People 34 years old or younger have reduced the miles traveled by car by 23%, according to the United States Department of Transportation - Federal Highway Administration. Additionally, the percentage of high school seniors with a driver’s license dropped from 85% to 73% between 1996 and 2010, according to the American Automobile Association. With driving rates decreasing, parking is no longer a good use of land, especially in large urban areas. While the trend to reduce parking in urban areas may take years to fully develop, it’s important to keep in mind as new construction is developed.
Economic and demographic factors will continue to affect the housing market. It will be imperative in 2016 to construct affordable housing options to meet the needs of both baby boomers and millennials.

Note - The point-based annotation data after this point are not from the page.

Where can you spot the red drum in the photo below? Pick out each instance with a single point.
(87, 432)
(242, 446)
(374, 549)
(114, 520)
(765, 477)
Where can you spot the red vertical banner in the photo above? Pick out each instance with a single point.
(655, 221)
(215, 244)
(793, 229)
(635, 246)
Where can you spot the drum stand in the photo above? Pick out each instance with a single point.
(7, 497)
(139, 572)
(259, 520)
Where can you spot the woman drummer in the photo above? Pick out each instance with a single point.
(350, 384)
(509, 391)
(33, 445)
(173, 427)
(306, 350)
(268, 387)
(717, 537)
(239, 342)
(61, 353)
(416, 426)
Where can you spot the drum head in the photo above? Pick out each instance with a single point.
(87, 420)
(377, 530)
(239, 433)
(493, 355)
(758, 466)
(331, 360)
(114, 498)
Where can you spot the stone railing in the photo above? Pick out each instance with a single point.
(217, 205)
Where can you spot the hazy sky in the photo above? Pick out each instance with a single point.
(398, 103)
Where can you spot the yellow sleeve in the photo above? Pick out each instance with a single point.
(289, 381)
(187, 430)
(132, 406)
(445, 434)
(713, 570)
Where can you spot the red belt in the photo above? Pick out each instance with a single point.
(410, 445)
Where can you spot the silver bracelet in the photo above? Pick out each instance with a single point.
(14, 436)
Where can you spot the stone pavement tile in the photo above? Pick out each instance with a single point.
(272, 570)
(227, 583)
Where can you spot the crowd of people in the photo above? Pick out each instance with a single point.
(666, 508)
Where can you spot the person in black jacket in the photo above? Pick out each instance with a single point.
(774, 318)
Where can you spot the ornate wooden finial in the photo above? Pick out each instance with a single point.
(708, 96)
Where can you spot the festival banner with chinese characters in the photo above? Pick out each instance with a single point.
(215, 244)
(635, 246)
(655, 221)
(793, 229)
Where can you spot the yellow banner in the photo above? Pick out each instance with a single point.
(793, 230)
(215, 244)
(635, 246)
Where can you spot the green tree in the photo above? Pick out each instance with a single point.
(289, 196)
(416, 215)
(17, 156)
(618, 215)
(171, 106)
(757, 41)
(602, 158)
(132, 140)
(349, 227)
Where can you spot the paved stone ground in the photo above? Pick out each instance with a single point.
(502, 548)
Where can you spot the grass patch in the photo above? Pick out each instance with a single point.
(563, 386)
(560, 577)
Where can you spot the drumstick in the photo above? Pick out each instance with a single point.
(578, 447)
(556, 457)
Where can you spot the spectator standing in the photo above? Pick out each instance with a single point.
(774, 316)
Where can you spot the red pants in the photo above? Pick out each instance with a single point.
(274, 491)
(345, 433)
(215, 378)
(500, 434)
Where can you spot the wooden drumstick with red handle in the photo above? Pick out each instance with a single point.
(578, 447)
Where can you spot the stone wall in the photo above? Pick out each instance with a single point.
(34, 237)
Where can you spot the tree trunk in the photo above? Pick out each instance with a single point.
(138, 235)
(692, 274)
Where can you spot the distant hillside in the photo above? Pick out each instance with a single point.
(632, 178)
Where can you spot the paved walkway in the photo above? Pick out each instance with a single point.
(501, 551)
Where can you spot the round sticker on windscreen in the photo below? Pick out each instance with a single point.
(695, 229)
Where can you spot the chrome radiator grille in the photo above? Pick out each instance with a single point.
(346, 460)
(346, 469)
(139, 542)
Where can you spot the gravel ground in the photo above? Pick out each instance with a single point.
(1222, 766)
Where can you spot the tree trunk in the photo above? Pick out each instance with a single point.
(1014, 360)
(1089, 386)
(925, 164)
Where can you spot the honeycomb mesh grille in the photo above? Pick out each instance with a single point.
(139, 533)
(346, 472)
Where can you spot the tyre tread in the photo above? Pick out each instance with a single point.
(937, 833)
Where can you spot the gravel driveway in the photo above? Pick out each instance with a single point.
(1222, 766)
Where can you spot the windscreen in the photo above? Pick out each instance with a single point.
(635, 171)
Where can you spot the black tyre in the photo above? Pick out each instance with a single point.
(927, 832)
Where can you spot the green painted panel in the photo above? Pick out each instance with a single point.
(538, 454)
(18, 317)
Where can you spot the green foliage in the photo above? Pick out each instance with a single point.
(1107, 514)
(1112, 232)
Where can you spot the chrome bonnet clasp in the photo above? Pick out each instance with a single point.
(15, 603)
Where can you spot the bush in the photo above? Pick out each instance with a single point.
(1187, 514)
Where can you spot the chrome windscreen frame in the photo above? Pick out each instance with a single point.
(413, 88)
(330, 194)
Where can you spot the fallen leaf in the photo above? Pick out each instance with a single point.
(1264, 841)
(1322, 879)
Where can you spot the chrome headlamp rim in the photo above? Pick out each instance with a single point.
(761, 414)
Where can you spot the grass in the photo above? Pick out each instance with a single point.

The small living trend will also grow, increasing new construction of micro-apartments and small homes. Micro-apartments will help the affordable housing market by offerings residents a less expensive option in high-demand urban areas.
4. City Infrastructure
In 2016, Cities are continuing to tackle infrastructure issues, including developing creative solutions for public transportation, green energy and vehicle and pedestrian traffic.
Expect new construction to continue incorporating sustainability practices into their plans for 2016 and beyond. Energy conservation is also becoming more popular, driving the need to incorporate high-efficiency heating and cooling systems, LED lighting, low-flow plumbing fixtures and water conservation processes. There will also be growth in the demand for sustainable water and waste management.
Industry trends suggest that consumption of renewable energy will grow faster than primary energy in 2016. Accenture is predicting a 30% increase in energy by 2030, so there is an overall need for broader, more efficient energy infrastructures. With the move into renewable energy, construction businesses will find ample growth opportunities to diversify within the energy landscape.
Construction technology continues to evolve every year. In 2016, look for improved efficiencies with better communication in the field via smartphones, tablets and laptops. Apps, like the BurnhamEYE, will continue to develop to make it easier to monitor and approve inspections as well as monitor maintenance items.
8. Office Industry
The office industry has seen steady growth as employment numbers improve. In particular, coworking spaces have become a major trend in some larger, urban markets. In 2016, both redesigning traditional office spaces and constructing new coworking spaces are expected to make an impact on the construction industry.